Those links, buttons, and attachments in emails look so very tempting to just about anyone. They are begging to be clicked so you may unravel the mystery of where they will whisk you off to next or determine what information that attachment may contain. Phishing plays on this curiosity and propensity to click on links even though we may know it might not be the best thing to do. According to the latest 2017 Data Breach Investigations Report by Verizon, phishing accounted for 93% of social engineering attacks. Thus email is one of those communications mediums that technically should be given the least amount of “trust”. However, because it is one of the most universal options for business communication we have to deal with its many faults and flaws.
Changing behavior is never easy
Humans are creatures of habit and breaking habits or behaviors is extremely difficult.

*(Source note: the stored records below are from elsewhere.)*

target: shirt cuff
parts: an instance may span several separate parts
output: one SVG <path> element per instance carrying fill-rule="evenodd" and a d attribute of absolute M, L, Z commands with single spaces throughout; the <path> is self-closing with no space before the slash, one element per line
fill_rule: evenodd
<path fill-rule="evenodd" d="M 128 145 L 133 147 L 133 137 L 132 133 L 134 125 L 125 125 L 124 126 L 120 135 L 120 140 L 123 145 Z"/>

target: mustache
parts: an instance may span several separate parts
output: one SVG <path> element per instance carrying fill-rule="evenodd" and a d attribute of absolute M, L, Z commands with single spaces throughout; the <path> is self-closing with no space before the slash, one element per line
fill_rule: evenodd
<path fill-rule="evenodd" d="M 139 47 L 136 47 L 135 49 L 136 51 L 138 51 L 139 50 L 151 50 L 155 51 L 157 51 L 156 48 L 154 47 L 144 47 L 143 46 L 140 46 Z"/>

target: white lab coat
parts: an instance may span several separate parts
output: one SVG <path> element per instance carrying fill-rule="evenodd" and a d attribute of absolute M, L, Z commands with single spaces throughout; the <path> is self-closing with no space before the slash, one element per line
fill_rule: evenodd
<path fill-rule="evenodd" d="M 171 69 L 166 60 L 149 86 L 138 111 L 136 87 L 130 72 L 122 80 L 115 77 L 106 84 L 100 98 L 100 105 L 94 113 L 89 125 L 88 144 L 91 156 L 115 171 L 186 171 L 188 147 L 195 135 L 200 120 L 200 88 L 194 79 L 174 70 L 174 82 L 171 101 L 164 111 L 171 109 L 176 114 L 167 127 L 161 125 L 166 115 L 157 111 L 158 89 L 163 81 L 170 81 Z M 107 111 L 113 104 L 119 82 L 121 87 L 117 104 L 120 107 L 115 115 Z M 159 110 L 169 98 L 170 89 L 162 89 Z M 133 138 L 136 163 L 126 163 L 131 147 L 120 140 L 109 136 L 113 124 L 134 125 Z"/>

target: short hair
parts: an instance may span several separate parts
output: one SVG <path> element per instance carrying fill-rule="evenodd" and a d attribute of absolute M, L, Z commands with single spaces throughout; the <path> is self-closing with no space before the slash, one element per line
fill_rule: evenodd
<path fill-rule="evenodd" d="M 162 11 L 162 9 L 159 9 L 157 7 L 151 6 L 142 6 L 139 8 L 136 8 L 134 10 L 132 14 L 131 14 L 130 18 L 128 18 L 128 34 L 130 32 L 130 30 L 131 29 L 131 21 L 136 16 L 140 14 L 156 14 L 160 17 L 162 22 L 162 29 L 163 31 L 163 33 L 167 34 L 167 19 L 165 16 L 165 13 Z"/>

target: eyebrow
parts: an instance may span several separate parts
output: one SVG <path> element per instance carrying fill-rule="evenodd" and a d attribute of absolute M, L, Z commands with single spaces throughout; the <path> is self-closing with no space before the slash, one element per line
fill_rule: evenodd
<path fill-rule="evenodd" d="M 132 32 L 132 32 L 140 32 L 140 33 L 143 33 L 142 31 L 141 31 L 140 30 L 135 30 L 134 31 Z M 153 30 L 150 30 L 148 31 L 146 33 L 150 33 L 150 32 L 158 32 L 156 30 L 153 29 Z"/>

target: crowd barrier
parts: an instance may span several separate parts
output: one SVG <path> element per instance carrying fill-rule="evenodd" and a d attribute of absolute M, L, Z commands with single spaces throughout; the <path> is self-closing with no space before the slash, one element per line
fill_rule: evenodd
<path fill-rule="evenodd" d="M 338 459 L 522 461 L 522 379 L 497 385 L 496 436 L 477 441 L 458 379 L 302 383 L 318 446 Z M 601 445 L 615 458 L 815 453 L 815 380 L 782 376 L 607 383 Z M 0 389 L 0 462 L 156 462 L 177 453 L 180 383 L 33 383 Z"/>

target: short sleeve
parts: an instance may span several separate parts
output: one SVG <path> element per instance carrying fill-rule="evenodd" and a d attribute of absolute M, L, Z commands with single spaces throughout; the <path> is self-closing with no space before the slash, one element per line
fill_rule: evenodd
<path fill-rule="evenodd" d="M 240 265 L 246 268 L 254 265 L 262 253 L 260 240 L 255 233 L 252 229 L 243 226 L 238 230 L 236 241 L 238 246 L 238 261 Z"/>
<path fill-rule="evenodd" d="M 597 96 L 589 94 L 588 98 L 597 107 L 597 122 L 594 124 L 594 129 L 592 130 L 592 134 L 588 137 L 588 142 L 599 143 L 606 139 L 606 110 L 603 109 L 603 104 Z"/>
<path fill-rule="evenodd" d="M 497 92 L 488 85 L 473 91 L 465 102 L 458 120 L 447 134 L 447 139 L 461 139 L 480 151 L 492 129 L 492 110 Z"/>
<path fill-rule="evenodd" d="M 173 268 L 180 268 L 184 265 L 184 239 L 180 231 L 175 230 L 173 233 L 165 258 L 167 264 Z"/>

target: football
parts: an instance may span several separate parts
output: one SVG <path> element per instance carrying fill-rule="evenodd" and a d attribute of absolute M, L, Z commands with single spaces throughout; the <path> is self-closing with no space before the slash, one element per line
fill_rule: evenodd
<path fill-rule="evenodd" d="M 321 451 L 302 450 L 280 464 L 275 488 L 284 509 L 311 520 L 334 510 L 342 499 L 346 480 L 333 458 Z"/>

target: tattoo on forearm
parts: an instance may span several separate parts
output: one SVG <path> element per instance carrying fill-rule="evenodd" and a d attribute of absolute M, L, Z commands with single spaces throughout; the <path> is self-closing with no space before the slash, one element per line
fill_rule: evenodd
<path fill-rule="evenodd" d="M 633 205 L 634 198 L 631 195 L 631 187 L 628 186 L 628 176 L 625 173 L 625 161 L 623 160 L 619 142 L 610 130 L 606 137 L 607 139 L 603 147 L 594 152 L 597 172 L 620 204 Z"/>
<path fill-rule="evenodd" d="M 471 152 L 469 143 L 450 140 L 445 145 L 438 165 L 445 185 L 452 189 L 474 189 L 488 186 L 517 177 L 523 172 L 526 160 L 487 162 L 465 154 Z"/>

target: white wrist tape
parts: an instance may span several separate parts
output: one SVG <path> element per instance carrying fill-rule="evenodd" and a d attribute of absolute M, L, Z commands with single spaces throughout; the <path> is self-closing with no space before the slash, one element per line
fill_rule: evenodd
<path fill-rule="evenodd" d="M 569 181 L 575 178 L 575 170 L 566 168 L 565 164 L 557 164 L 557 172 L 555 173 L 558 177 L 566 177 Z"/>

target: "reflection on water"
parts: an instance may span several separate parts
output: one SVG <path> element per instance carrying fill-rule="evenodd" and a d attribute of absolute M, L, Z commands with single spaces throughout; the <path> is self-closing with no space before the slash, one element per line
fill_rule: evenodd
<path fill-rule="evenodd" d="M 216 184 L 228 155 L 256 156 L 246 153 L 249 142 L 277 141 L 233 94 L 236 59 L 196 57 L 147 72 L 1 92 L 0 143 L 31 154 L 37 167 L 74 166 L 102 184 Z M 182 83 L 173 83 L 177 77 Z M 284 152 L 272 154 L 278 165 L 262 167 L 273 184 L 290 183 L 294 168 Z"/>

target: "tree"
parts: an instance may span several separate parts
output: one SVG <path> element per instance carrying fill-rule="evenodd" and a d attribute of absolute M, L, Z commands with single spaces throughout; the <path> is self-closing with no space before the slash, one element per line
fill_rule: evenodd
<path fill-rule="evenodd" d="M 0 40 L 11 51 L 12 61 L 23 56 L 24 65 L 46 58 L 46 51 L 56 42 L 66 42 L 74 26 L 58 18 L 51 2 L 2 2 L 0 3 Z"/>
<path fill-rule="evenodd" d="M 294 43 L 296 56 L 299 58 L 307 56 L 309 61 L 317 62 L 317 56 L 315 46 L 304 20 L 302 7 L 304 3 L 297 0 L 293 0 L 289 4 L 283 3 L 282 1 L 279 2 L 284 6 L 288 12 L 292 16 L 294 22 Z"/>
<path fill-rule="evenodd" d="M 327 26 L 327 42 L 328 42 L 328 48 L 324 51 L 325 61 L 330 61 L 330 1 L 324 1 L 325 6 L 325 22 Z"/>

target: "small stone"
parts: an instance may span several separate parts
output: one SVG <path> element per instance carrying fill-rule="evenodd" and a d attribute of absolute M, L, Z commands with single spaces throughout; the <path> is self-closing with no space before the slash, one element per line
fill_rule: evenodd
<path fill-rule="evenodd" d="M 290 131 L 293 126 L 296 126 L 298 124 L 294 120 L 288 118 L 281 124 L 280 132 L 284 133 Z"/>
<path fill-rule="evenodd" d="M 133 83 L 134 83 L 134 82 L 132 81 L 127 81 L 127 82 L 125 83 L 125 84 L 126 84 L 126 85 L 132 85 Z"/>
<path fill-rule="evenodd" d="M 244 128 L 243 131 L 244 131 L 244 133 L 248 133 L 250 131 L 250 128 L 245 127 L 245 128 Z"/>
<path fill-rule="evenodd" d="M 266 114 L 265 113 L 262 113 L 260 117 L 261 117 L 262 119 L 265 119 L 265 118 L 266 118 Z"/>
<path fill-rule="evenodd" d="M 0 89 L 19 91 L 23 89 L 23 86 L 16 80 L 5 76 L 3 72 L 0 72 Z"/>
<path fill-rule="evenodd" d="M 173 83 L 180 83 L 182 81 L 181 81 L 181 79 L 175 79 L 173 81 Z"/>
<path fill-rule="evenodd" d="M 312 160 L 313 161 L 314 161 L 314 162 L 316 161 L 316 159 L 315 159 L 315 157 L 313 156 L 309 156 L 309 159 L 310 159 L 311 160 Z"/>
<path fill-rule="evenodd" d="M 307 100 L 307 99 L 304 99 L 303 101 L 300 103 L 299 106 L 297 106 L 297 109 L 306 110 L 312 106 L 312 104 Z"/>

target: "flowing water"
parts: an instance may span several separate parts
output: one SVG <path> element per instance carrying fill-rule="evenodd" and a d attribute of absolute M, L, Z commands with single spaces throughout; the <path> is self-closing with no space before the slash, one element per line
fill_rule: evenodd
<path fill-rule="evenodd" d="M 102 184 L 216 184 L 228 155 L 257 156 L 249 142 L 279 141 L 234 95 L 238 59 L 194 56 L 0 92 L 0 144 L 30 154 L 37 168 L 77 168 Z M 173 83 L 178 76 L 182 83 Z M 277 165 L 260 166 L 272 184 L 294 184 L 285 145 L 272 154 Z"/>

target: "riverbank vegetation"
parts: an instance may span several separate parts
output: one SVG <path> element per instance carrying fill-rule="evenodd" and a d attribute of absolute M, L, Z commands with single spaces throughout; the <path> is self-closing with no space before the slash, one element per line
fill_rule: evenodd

This we know, however, when it comes to clicking on links in email there are a few approaches that will help to curb its prevalence.
Creating a culture of awareness
Awareness of threats must be ingrained into every employee whether they are the CEO, sales person, or receptionist. Every individual matters when it comes to helping to stop threats such as phishing. The idea is not instill fear, but instead to ingrain knowledge of the potential dangers of clicking on a bad link, downloading a malicious attachment or entering credentials on a phishing website so employees can make informed decisions.
Think before the click
Where is this link actually going to take me? Do I even need to click on it or can I go to the organizations website directly by typing in the URL or using Google to search for it? I wonder why I even received this email? Perhaps I should check with IT to see if this email is legitimate? I hovered over the link to reveal where it goes, but is that enough to protect myself?
Simply taking just a few seconds to stop and think is the most important step. Email is potentially dangerous so one must always be vigilant even if it is from someone you know because perhaps their email account was compromised and that is why they sent you that odd looking link. When in doubt forgo the click or attachment download.